A partir de 2013 as coisas mudaram. As críticas recaem sobre o decreto-lei regulador da Lei do Cinema e sobre os atuais dirigentes do ICA, que se mostram “alérgicos à responsabilidade e desconhecedores do papel regulador que o ICA deve ter no processo [de escolha dos projetos de filmes]”. Segundo os signatários, o ICA transferiu “a tarefa da escolha dos júris para um comité onde estão representados todos os interessados no resultado dos concursos de apoio: associações profissionais, representantes das televisões, representantes dos operadores de audiovisual, entre outros” o que resultou na criação de “um comité corporativo” que indica ao ICA “os nomes dos júris que avaliam os projetos de filmes, num claro conluio de interesses em muitos dos casos entre nomeados e quem nomeia”.

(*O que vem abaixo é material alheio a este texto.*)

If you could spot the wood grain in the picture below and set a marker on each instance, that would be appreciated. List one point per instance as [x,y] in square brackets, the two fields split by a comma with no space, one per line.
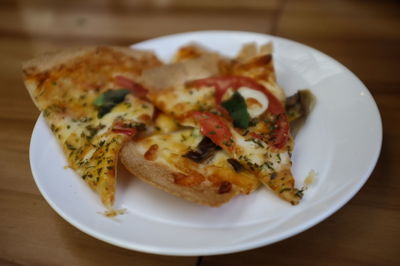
[363,35]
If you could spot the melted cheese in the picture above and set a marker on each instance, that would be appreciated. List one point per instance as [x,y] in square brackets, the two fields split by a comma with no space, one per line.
[256,101]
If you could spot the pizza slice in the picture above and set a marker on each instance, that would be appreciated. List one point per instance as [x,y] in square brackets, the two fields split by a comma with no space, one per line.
[240,110]
[92,103]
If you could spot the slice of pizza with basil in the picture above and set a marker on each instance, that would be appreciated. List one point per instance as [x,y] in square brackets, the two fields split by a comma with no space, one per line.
[238,111]
[92,103]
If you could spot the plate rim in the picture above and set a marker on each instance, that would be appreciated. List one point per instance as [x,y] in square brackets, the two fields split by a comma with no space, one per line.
[232,248]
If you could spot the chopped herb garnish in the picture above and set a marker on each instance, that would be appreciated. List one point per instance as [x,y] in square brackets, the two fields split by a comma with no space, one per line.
[106,101]
[269,165]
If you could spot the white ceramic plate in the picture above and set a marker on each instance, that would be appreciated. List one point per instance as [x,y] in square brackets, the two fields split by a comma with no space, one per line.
[341,141]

Sistema “promíscuo e viciado”

Os 586 nomes que assinam esta carta — 150 deles portugueses — dizem que o atual Governo está “refém da pressão exercida por operadores da televisão por cabo” e, por isso, “um conjunto muito representativo de realizadores e produtores portugueses manifestou-se contra este sistema promíscuo e viciado, assegurando à tutela que se recusam terminantemente a fazer parte do processo de nomeações: não querem ter influência na nomeação de júris nem aceitam que outros interessados nos resultados dos concursos possam participar do processo”. Pedem transparência na nomeação de júris, “que só pode ser assegurada se a nomeação de júris regressar à exclusiva competência do ICA”. A carta acaba lembrando que “o Cinema Português não é uma questão exclusivamente nacional”.

Há vários anos que algumas associações do setor discordam de que seja a SECA a escolher listas de júris ao Instituto do Cinema e Audiovisual (ICA) e sustentam agora essa oposição com um parecer jurídico, segundo o qual aquela secção especializada tem apenas “funções meramente consultivas” e não pode tomar decisões, incorrendo numa ilegalidade.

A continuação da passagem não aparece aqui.